El impacto humano detrás de cada donación
"Detrás de cada medicamento donado hay una vida que puede continuar su tratamiento", explican los profesionales que lideran esta iniciativa. Su mensaje es claro y poderoso: compartir lo que se tiene puede transformar radicalmente la realidad de otra persona. Por esta razón, invitan constantemente a la comunidad a donar medicamentos en buen estado para que más pacientes puedan avanzar con sus terapias.
La labor, que comenzó de manera casi silenciosa, ha ido creciendo gradualmente. En una ciudad que alberga una de las facultades de salud más prestigiosas del país, muchos habitantes enfrentan la paradoja de no poder acceder ni siquiera a los fármacos básicos recetados por sus médicos. En medio de este panorama desolador, la fundación se ha erigido como un oasis para quienes no encuentran respuestas en el sistema formal de salud.
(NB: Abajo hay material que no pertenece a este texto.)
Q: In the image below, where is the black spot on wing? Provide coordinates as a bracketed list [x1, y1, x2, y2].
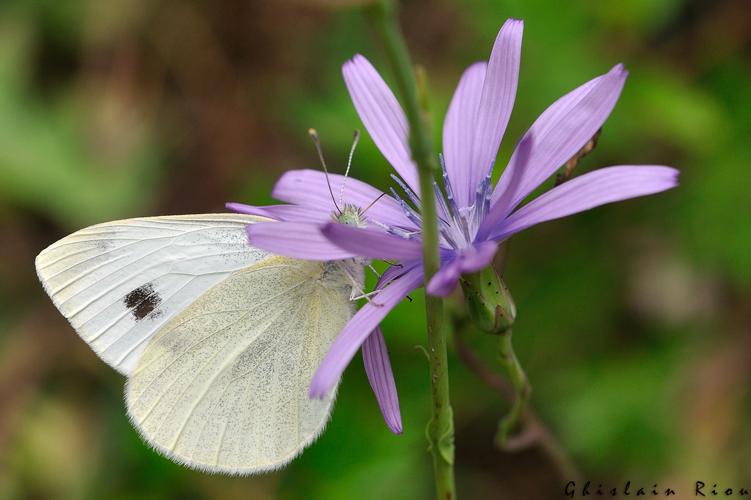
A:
[123, 283, 162, 321]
Historias que reflejan la urgencia de la situación
Entre quienes han encontrado alivio en este lugar se encuentra María Nelly Cortés, una abuela de 77 años que durante meses buscó sin éxito el medicamento necesario para tratar sus dolencias.
"Mil y mil gracias. Llevaba más de tres meses sin tener el medicamento que los médicos de Nueva EPS me recetaron, pero gracias a esta fundación encontré este alivio para poder mantenerme viva en medio de mis dolencias", relata con voz emocionada.
Historias como la suya se repiten diariamente. Personas que llegan con preocupación marcada en el rostro y se marchan no solo con una bolsa de medicamentos, sino también con algo más valioso y difícil de conseguir: la certeza de que todavía existen manos dispuestas a ayudar y corazones comprometidos con el bienestar ajeno.
Más que medicamentos: una red de apoyo humano
Pero más allá de la entrega de fármacos, lo que se construye en este espacio es una red de solidaridad comunitaria. Quienes reciben ayuda comprenden que este gesto implica también un compromiso con los demás: donar cuando sea posible, compartir información valiosa y mantener viva la cadena de apoyo que hoy sostiene a numerosos pacientes.
Por esta razón, decenas de ciudadanos cruzan diariamente la puerta de la Fundación Integral Gestión. Allí no solo buscan una medicina específica, sino también una palabra de aliento, un gesto de humanidad genuina y una señal clara de que, incluso en los tiempos más difíciles, la solidaridad sigue siendo una forma poderosa de sanar y construir comunidad.
Entre agradecimientos sinceros y gestos de cooperación mutua, la fundación mantiene activa una red de ayuda que actualmente beneficia a decenas de familias en Popayán, demostrando que cuando las instituciones fallan, la comunidad puede organizarse para llenar los vacíos y brindar esperanza concreta a quienes más lo necesitan.